You are writing for real, interviewing, reporting, imagining, grappling. Making mistakes is not only OK, it's required! Let's begin to help each other for real now, too, with sharp minds and open hearts. Mostly we fumble and write and mess around, as Godwin and Lamott urge us to do--and then, suddenly, just for a minute, we get a reprieve from our own bad prose.
When it happens, it feels like a miracle.
2:00: Discuss Lamott, Godwin briefly
2:15: We'll check out the Work schedules, check out your progress.
2:45 Notice the bossy Writers Digest article full of advice from Chuck Palahniuk that I've put into your class Doc folder. It may keep you company.
2:50: Aspen Challenge Solutions Showcase next week: we will attend the exhibit during second half of class. Logistics...
3:00 Daniel Finkel's up first.
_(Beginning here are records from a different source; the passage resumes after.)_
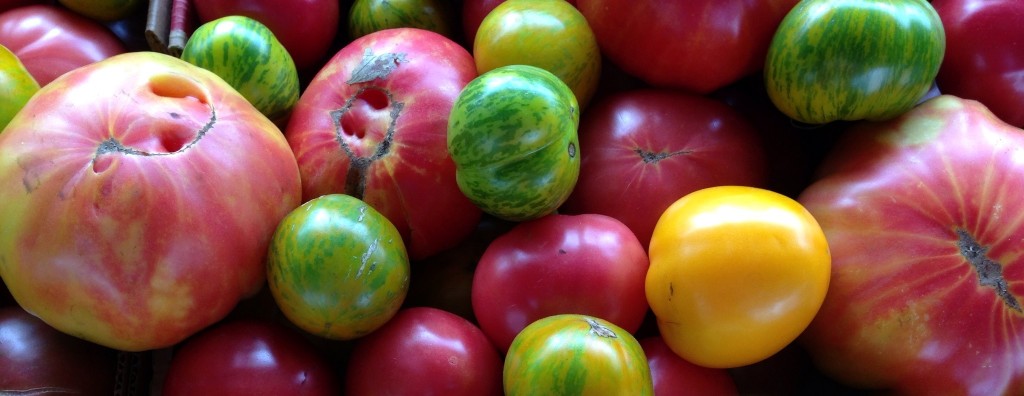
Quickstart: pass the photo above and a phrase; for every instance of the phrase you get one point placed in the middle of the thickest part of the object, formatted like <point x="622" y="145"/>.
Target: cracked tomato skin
<point x="373" y="124"/>
<point x="736" y="273"/>
<point x="924" y="215"/>
<point x="137" y="199"/>
<point x="337" y="267"/>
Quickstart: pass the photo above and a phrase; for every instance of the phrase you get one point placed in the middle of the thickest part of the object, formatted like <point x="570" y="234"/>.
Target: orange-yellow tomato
<point x="736" y="273"/>
<point x="548" y="34"/>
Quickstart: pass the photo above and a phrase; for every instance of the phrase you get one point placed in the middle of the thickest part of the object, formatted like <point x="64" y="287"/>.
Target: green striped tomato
<point x="572" y="354"/>
<point x="337" y="267"/>
<point x="16" y="86"/>
<point x="367" y="16"/>
<point x="248" y="56"/>
<point x="853" y="59"/>
<point x="512" y="135"/>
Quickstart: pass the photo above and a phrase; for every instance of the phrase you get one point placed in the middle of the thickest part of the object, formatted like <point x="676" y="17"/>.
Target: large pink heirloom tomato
<point x="373" y="124"/>
<point x="925" y="218"/>
<point x="137" y="200"/>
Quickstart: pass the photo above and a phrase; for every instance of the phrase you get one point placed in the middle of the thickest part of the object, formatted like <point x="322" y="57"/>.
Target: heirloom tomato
<point x="984" y="58"/>
<point x="51" y="40"/>
<point x="16" y="86"/>
<point x="570" y="354"/>
<point x="248" y="56"/>
<point x="373" y="124"/>
<point x="736" y="273"/>
<point x="587" y="264"/>
<point x="926" y="221"/>
<point x="550" y="35"/>
<point x="853" y="59"/>
<point x="137" y="198"/>
<point x="512" y="135"/>
<point x="337" y="267"/>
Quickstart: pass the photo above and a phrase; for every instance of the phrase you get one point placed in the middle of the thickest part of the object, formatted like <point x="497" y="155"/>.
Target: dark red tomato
<point x="305" y="28"/>
<point x="695" y="45"/>
<point x="984" y="58"/>
<point x="585" y="264"/>
<point x="50" y="40"/>
<point x="36" y="357"/>
<point x="674" y="376"/>
<point x="249" y="357"/>
<point x="643" y="149"/>
<point x="425" y="351"/>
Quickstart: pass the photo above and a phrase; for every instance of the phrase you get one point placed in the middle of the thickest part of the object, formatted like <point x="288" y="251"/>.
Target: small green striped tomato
<point x="512" y="135"/>
<point x="337" y="268"/>
<point x="550" y="35"/>
<point x="853" y="59"/>
<point x="16" y="86"/>
<point x="367" y="16"/>
<point x="572" y="354"/>
<point x="248" y="56"/>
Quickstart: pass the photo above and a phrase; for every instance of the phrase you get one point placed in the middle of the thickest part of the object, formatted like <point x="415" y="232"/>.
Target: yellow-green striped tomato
<point x="853" y="59"/>
<point x="512" y="135"/>
<point x="337" y="268"/>
<point x="572" y="354"/>
<point x="248" y="56"/>
<point x="548" y="34"/>
<point x="16" y="86"/>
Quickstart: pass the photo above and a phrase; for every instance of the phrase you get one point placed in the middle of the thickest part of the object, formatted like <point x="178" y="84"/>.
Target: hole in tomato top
<point x="177" y="86"/>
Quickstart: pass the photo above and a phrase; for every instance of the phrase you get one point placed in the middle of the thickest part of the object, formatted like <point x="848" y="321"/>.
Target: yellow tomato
<point x="736" y="273"/>
<point x="548" y="34"/>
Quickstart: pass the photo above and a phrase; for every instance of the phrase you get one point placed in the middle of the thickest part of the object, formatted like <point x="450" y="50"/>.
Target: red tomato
<point x="696" y="45"/>
<point x="642" y="149"/>
<point x="50" y="40"/>
<point x="249" y="357"/>
<point x="587" y="264"/>
<point x="305" y="28"/>
<point x="984" y="58"/>
<point x="425" y="351"/>
<point x="674" y="376"/>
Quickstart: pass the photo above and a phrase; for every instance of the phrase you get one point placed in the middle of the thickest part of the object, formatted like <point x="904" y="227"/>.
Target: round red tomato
<point x="586" y="264"/>
<point x="695" y="45"/>
<point x="249" y="357"/>
<point x="984" y="58"/>
<point x="642" y="149"/>
<point x="425" y="351"/>
<point x="51" y="40"/>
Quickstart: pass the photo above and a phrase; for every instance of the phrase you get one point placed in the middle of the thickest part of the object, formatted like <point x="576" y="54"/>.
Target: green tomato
<point x="337" y="267"/>
<point x="16" y="86"/>
<point x="572" y="354"/>
<point x="853" y="59"/>
<point x="512" y="135"/>
<point x="250" y="58"/>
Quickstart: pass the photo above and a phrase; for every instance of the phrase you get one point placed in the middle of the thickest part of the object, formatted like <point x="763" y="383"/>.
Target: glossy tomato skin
<point x="139" y="194"/>
<point x="571" y="354"/>
<point x="249" y="357"/>
<point x="642" y="149"/>
<point x="305" y="28"/>
<point x="923" y="215"/>
<point x="374" y="126"/>
<point x="829" y="60"/>
<point x="697" y="46"/>
<point x="51" y="40"/>
<point x="512" y="135"/>
<point x="674" y="376"/>
<point x="585" y="264"/>
<point x="35" y="356"/>
<point x="550" y="35"/>
<point x="984" y="55"/>
<point x="736" y="273"/>
<point x="337" y="267"/>
<point x="425" y="351"/>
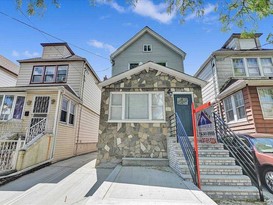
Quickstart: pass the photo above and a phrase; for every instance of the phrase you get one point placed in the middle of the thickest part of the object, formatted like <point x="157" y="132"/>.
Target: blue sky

Brave man!
We will practice a strict protocol for discussing his piece to make sure that we discuss thoughtfully and with care.
First, we'll read. Then, focus on what you notice most, what grabs you as a reader. Here are some criteria by which we assess the power and effectiveness of story drafts.
A writer's life requires constant rearranging: writing, interviewing, event preparation, working with collaborators. We will do that in this class, working together toward structure with flexibility.
Anne Lamott: Short assignments, shitty first drafts, and finding readers
Second Half Scheduling: The writing life work schedule
3/22 - Daniel
Aspen Challenge final event 3/29
3/29 - Zeeshan, Jono, and Madeleine
4/5 - Nina Rohr, Aerin Rosenfeld
Week of 4/12: individual meetings
4/19 - Cary-Anne, Jonida
4/26 - Coaching about Reading
4/28 at 4pm - Public Reading
2-3:30: Welcome, Rebecca Pepper Sinkler!
Your session with Ms. Sinkler, former editor of The New York Times Book Review, will not be all childlike genius, but rather a very grown-up discussion about craft. Specifically, I've asked her to talk to you about what she requires for non-fiction blogs for SafeKidsStories.com. Please make her welcome, and have ready your project descriptions and any questions about how to begin the blogs, how to interview your subjects, how to get enough color and action into a piece that's all talk or ideas, how to end. Ask her what young writers--or old ones for that matter--often do wrong, or what she's delighted to find in a new blog. Ms. Sinkler has anecdotes, experience, editing energy, humor, and a well of generosity for this, her city, for children, and young writers. Enjoy!
This week, we will do the scheduling of deadlines that I failed to do with you last week--after promising Kupa I would. Oy! Aspen Challenge winner(s) will be announced on March 29, and we are hoping to publish Aspen Challenge stories during the month of April. This is only the second time we will publish stories during the term in which they are written. We will need them written sooner rather than later so that Ms. Sinkler has time to read, edit, and talk to you about them.